What do the men do who are facing scarcity, especially if they have been burned a few times? Some come to Asia where they do what their better off counterparts in their homeland do – get involved with a woman in a lower socioeconomic class. You may be working class in England, Germany or the US, but your working class offers far more advantages than the working class in Isaan. This is not a disparaging assessment. I think it is very practical and possibly a reasonable strategy for success if things can be managed. If I was to do it all over again, I might choose someone a bit lower down the ladder.
As the Atlantic article indicates, we may very well see the weakening of marriage as an institution, meaning men will be less central to the day-to-day lives of the women bearing their children. As the father of daughters, this is disturbing. As the father of daughters who are in college and likely to be in that group with the greatest gender imbalance, this is even more disturbing as their chances at happiness diminish.
I reflect then on my own situation. I am married, somewhat unhappily although not painfully. As the children have moved out of the house, my wife has wanted to re-engage. This quietly pisses me off as it smacks of a fair weather friend. We have also lived parallel live for too long to easily reengage. Besides, I saw the greener grass a few years back and sort of liked it. A pretty face, a kind smile and a willingness to accommodate me a bit and I can be very happy and very generous in return, even if it is a temporary arrangement.
I have no illusions about love and romance anymore. I have helped populate the earth. I don’t care to add to the count. I am not interested in getting another set of in-laws, which is always a part of the deal. And if permanently co-habitating means I have to listen to someone complain about my failure at routine domestic tasks, screw that. I will live alone and visit on the weekends. I can avoid bitterness this way and continue as the kind generous soul I have been most of my life.

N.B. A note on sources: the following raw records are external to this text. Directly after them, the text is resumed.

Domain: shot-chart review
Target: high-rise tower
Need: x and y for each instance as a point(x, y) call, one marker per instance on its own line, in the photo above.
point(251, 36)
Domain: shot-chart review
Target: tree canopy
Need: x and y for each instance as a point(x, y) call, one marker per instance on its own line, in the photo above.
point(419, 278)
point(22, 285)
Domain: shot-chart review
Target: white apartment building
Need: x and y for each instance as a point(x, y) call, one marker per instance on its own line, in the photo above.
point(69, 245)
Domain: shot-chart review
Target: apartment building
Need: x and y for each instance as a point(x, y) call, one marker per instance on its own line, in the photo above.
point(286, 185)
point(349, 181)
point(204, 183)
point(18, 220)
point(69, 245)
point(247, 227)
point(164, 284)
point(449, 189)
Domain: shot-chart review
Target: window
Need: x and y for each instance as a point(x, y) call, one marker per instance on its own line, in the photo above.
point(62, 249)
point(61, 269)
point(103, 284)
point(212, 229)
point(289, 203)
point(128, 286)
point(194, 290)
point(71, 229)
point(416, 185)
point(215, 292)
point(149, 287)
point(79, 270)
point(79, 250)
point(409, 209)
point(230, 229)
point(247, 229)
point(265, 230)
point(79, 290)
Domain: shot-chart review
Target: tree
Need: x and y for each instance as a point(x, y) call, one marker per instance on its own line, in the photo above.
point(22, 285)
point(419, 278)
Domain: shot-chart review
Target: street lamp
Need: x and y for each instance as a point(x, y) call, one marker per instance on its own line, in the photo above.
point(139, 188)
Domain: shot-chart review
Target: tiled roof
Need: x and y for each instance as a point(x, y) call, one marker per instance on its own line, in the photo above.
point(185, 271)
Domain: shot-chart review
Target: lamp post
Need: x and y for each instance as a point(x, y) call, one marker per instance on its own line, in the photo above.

Most women I know here in the US are decent, kind people. There is something that happens though as people move into their 40s and 50s, especially if they have had kids. The biological raison d'être for being together is no longer present. If a couple wants a relationship to go beyond children, they are in biologically uncharted territory. Evolution hasn’t provided a road map for success beyond children. We have to create it.
That may be beyond the ability of most of us. Most of us know how to work hard, care for our children, and be a good citizen. But traveling the uncharted existential waters of mature relationships is full of question marks. Frankly, it would be easier to dump my wife, move to Thailand and start it all over again with a twenty-something. I know how to start relationships and have babies. Having a cute, sexy wife would be a blast at least those first few years. And I could pretend this time, yes this time I will live happily ever after. But I also know it is just an illusion provided by biology.
I have no idea where my life will be in 2 years. Life changes so quickly these days. But I won’t be slamming Western women or thinking that Asia is the relationship Garden of Eden. I know too many people of goodwill in too many places around the globe to go that route. We are all caught in the various tidal forces of life, romance being only one of them. When I hear someone tell of their painful relationships I am sorry that happened. All I can do is hope that whatever solution they seek works out. We all deserve a modicum of happiness in this life, however we find it.
Very nicely done, and probably the best and certainly the most balanced article on this subject I've read recently.